Cosmeceuticals fall somewhere between the pharmaceutical range and the cosmetic range. Although you may not need a prescription to obtain them, they are [usually] only sold by highly trained individuals with in-depth knowledge of active ingredients and the skin. They have higher amounts of active ingredients, with scientifically and/or clinically proven [in vitro and in vivo] formulations, and offer delivery systems that reach targeted cells in the deeper dermal layer of the skin. They contain a powerful combination of active ingredients which improve the condition of the skin and its underlying health, as well as have the ability to repair damaged cells, protect DNA and regenerate the skin. Bioactive ingredients used in cosmeceuticals have benefits beyond that of your traditional cleansers, toners and moisturisers. This is why you will rarely find these skin care products in department stores such as Edgars, Woolworths, Stutterfords or Clicks, as they require more intensive training for the people who distribute them. Why? Because cosmeceuticals have the ability to do great harm to skin if put in the wrong hands - plain and simple. Products sold over the counter in department stores are [usually] considered safe for any passing customer to pick up and use safely even if a sales person isn't available to help/guide them.

The term "cosmeceutical"

Currently much controversy surrounds the use of the term cosmeceutical, in the description of preparation used for the care of the skin.
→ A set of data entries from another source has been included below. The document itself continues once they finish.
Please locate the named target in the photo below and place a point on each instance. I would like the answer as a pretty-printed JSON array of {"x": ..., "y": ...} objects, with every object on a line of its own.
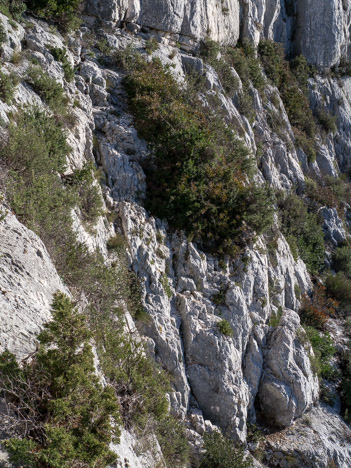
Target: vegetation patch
[
  {"x": 14, "y": 9},
  {"x": 66, "y": 417},
  {"x": 318, "y": 308},
  {"x": 8, "y": 85},
  {"x": 324, "y": 350},
  {"x": 43, "y": 197},
  {"x": 222, "y": 452},
  {"x": 198, "y": 175}
]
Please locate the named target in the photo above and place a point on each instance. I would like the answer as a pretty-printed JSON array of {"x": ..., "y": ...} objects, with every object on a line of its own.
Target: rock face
[
  {"x": 217, "y": 379},
  {"x": 28, "y": 280},
  {"x": 288, "y": 387},
  {"x": 318, "y": 30},
  {"x": 322, "y": 32},
  {"x": 319, "y": 439}
]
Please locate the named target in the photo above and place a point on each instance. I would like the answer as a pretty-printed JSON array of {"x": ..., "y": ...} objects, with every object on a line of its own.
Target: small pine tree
[{"x": 70, "y": 418}]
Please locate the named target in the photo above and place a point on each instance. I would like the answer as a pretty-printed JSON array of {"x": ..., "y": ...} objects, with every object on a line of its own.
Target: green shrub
[
  {"x": 318, "y": 308},
  {"x": 197, "y": 178},
  {"x": 48, "y": 89},
  {"x": 13, "y": 8},
  {"x": 63, "y": 12},
  {"x": 221, "y": 452},
  {"x": 35, "y": 155},
  {"x": 210, "y": 50},
  {"x": 117, "y": 242},
  {"x": 3, "y": 34},
  {"x": 274, "y": 319},
  {"x": 342, "y": 260},
  {"x": 346, "y": 383},
  {"x": 61, "y": 56},
  {"x": 303, "y": 231},
  {"x": 225, "y": 328},
  {"x": 327, "y": 121},
  {"x": 74, "y": 423},
  {"x": 173, "y": 441},
  {"x": 89, "y": 198},
  {"x": 166, "y": 286},
  {"x": 8, "y": 85},
  {"x": 324, "y": 350},
  {"x": 151, "y": 45}
]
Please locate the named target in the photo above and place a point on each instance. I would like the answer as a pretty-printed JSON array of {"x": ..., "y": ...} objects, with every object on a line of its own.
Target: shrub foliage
[
  {"x": 220, "y": 452},
  {"x": 67, "y": 417},
  {"x": 43, "y": 198},
  {"x": 198, "y": 175},
  {"x": 63, "y": 12}
]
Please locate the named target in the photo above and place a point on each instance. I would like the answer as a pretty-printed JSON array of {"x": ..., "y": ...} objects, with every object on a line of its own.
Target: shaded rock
[
  {"x": 288, "y": 386},
  {"x": 28, "y": 280}
]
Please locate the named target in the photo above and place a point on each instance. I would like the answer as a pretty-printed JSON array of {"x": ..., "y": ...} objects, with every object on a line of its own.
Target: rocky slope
[{"x": 263, "y": 372}]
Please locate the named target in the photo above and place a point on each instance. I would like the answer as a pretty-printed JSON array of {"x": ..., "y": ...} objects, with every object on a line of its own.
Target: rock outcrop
[
  {"x": 261, "y": 371},
  {"x": 28, "y": 280}
]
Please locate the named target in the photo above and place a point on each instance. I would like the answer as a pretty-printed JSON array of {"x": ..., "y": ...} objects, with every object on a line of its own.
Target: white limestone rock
[
  {"x": 319, "y": 439},
  {"x": 28, "y": 280},
  {"x": 288, "y": 387}
]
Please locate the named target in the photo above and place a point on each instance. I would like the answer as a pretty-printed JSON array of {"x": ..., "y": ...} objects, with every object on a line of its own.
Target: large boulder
[
  {"x": 288, "y": 386},
  {"x": 28, "y": 280}
]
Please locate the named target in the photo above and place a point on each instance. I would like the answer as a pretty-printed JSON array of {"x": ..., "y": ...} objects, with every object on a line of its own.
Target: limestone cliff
[{"x": 263, "y": 372}]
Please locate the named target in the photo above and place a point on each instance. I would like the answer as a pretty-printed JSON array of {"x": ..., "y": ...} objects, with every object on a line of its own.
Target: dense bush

The primary issue at hand is the definitions and descriptive words applied to medicines and cosmetics. Cosmetics have been greatly improved with various technological advancements and scientific research in recent years, which has led to advent of terms such as cosmeceutical, skinceutical and dermacosmetic. These terms are mostly used to describe the effective penetrative ability, biological activity and resultant therapeutic improvement to the structure and function of the deeper as well as superficial layers of the skin. The effect of ingredients in such preparations are normally supported by extensive scientific research and validation and set apart from traditional cosmetic skincare. This has lead to the classification of cosmetic products as: preparations which cleanse tone and beautify the skin on the superficial level. The situation currently exists that a number of effective ranges fall neither into the strict definitions of either medicine or cosmetic. They are loosely classified in the health and skincare industry as cosmeceuticals, although, strictly speaking, the term cosmeceutical is not officially recognized as a preparation classification by various medical and cosmetic associations at this point.

Do cosmeceuticals really differ from any other cosmetics?

My answer is both yes and no. Regardless of the name, cosmeceutical or otherwise—a skin-care product is only as good as what it contains and how those ingredients can help your skin function better, or in the vernacular, to act younger. Although many skin-care treatments contain ingredients that affect the biological function of skin, again not all of them are created equal. The biologically active ingredients to look for in products include antioxidants [most of which have anti-inflammatory properties], cell-communicating ingredients, exfoliants, skin-lightening ingredients, and intercellular substances [ingredients that mimic skin structure]. Cosmeceuticals products should contain a mix of these [antioxidants, cell-communicating ingredients, and intercellular substances] as they help skin keep a normal level of hydration, build collagen, reduce skin discolorations, and prevent cellular damage. Cosmeceuticals also generally combine the power of Alpha Hydroxy Acids with other actives such as Retinol and antioxidants to create lasting results beyond the surface of the skin.